An OCaml dialect with a Zig/BPF backend. We do not invent a new language. Source files use the standard .ml extension. We replace the backend, not the frontend.


TL;DR

.ml source
   │
   ▼
[ ocamlc -bin-annot ]    ◀── upstream OCaml, used as a library, never forked
   │  .cmt (Typedtree)
   ▼
[ zxc-frontend (small OCaml glue) ]
   │  .cir.sexp  (versioned wire format)
   ▼
[ omlz (Zig)  : ANF → Core IR → ArenaStrategy → Lowered IR → Zig codegen ]
   │  .zig
   ▼
[ zig build-lib -target bpfel-freestanding -femit-llvm-bc ]
   │  .bc (LLVM bitcode)
   ▼
[ sbpf-linker --cpu v2 --export entrypoint ]    ◀── v3 opt-in (ADR-013)
   │
   ▼
Solana BPF .so
  • Frontend: upstream OCaml compiler-libs (no fork, no re-implementation). See ADR-009 / ADR-010.
  • Compiler host language for everything below the frontend: Zig 0.16.
  • Source language: OCaml (subset, growing).
  • Primary target: Solana BPF (bpfel-freestanding).
  • Memory model (P3): arena, fully inferred, hidden from the user; BPF entry programs use a 32 KiB arena.
  • Core IR shape: ANF (A-Normal Form), typed, layout-tagged.
  • CLI binary name: omlz (OCaml on Zig).
  • Build driver: a single build.zig orchestrates both the OCaml frontend bridge and the Zig pipeline (ADR-011).

Why this exists

OCaml has an elegant frontend (HM types, ADTs, pattern matching, modules) and a battle-tested type system.
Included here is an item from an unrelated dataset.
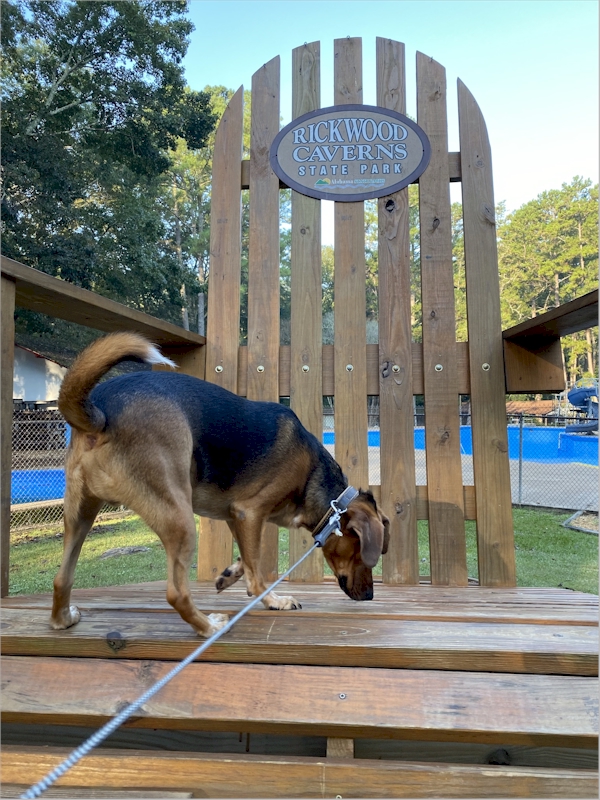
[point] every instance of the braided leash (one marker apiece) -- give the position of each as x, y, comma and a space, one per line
339, 506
What it lacks is a backend story for resource-constrained, deterministic environments such as Solana BPF, where the OCaml runtime (GC, boxed floats, exceptions) cannot run.

ZxCaml keeps the OCaml language and reuses its mental model, but routes the program through a new pipeline that produces flat, GC-free, BPF-ready code via Zig.
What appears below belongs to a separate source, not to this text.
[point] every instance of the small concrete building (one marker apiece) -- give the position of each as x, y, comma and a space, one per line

We deliberately do not fork an OCaml compiler distribution (upstream OCaml or OxCaml). Instead, we use upstream compiler-libs as a library for parsing and type-checking, and we own everything from Typedtree onwards. The reasoning is captured in docs/alternatives-considered.md and locked in ADR-009 / ADR-010.


Native execution comes for free

Because every ZxCaml program is by construction valid OCaml (ADR-001), and because omlz already requires a working OCaml toolchain on the developer's machine (ADR-010), the same .ml file can be compiled and run two ways:

one .ml file
  ├── ocaml / dune  →  native x86_64 / arm64 binary   (local testing, fuzzing, REPL)
  └── omlz          →  Solana BPF .so                 (deployment)

This means ZxCaml does not need a dedicated x86 backend to give you native execution. Install ocaml (which you already have installed for omlz), or install OxCaml, and run the same file with dune exec. The two paths compute the same result; this is guaranteed by the determinism invariant (ADR-008).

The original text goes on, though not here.